Betuwewind begon in 2012 en heeft inmiddels honderden leden, vertelt mede-oprichter Hans Adams (54). Maar door de onzekerheid over landelijke milieunormen is de komst van drie nieuwe windmolens uitgesteld. Den Haag mag zich best met hoofdlijnen „bemoeien”, vindt Adams, maar als het gaat om specifieke zaken zoals afstandsnormen, stelt Betuwewind vast dat lokaal maatwerk beter is.

Aanbestedingen door overheden kunnen ook een obstakel zijn, zegt mede-initiatiefnemer Patrick Hoogenbosch (58) van BuurtKlusBedrijf Spijkerkwartier.
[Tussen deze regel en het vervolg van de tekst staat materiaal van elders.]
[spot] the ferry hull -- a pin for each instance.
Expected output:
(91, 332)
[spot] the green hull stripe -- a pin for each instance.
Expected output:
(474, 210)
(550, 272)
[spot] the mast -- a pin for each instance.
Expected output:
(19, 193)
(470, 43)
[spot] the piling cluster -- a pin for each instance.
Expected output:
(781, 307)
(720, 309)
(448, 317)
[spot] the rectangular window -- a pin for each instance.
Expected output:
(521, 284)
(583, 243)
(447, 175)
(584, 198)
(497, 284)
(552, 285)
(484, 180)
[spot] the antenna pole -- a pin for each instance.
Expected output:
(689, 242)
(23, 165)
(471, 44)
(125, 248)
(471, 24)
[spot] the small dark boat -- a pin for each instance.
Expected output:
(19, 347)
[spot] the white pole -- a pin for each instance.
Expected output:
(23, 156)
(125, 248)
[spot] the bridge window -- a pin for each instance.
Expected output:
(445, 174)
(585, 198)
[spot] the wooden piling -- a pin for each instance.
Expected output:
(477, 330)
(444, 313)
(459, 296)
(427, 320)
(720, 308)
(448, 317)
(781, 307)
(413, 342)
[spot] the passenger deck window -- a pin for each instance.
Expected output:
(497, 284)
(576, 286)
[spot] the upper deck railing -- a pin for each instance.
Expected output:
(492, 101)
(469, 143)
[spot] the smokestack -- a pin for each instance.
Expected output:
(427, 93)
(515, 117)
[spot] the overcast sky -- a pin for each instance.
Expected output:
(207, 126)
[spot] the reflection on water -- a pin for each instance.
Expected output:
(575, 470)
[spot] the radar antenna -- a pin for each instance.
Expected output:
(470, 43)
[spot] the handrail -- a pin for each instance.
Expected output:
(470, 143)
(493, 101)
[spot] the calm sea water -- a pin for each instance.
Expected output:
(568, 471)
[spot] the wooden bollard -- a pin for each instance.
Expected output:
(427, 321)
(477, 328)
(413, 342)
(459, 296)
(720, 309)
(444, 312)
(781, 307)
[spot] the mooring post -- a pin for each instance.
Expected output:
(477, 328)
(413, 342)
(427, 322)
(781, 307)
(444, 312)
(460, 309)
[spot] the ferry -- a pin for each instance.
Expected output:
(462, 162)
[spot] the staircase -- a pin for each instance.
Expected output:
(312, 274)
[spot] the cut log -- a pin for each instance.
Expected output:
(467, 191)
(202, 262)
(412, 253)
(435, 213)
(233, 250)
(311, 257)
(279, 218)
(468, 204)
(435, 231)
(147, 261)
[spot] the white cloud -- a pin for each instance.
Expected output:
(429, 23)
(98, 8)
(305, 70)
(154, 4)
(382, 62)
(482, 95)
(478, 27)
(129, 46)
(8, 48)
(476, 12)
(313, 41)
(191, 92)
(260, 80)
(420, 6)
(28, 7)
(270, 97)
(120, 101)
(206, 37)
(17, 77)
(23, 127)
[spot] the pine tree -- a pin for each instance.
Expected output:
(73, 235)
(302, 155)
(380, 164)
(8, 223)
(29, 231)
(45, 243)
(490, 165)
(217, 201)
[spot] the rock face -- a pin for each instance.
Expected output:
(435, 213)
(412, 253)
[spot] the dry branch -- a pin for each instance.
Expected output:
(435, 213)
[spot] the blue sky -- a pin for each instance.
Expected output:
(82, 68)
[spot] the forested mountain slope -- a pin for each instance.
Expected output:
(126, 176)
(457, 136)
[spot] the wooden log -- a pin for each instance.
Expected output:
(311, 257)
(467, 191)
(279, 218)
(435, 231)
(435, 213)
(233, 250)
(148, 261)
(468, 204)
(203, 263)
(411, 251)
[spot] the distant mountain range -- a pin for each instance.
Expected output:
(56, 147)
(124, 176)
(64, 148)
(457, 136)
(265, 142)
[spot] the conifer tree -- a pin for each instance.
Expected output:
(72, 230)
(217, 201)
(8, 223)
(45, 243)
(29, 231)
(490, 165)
Zo huren veel gemeenten externe bureaus met een „procesmatige aanpak” in om huishoudens te verduurzamen. Die kennen de bewoners vaak niet, en ook hun problemen niet, zoals armoede, en dat kan vertragen.

De coöperatie van Hoogenbosch heeft een netwerk van handige klussers uit de buurt zelf. Zij kennen de buurt en krijgen sneller het vertrouwen om over de drempel te komen. Zo helpt de cursus ‘cv-optimalisatie’ de buurtklussers met de goede afstelling voor cv-installaties.

Inmiddels heeft het BuurtKlusBedrijf samen met stichting Energiebank Regio Arnhem, sinds 2021 ruim zesduizend huishoudens geholpen. Energiebesparende maatregelen kunnen huishoudens honderden euro’s per jaar besparen – en helpt daarnaast ook een klein beetje om de klimaatdoelen van 2050 dichterbij te brengen, vertelt Hoogenbosch: „Het aanjagen van de energietransitie in de buurt levert ook een bijdrage voor een duurzame planeet.”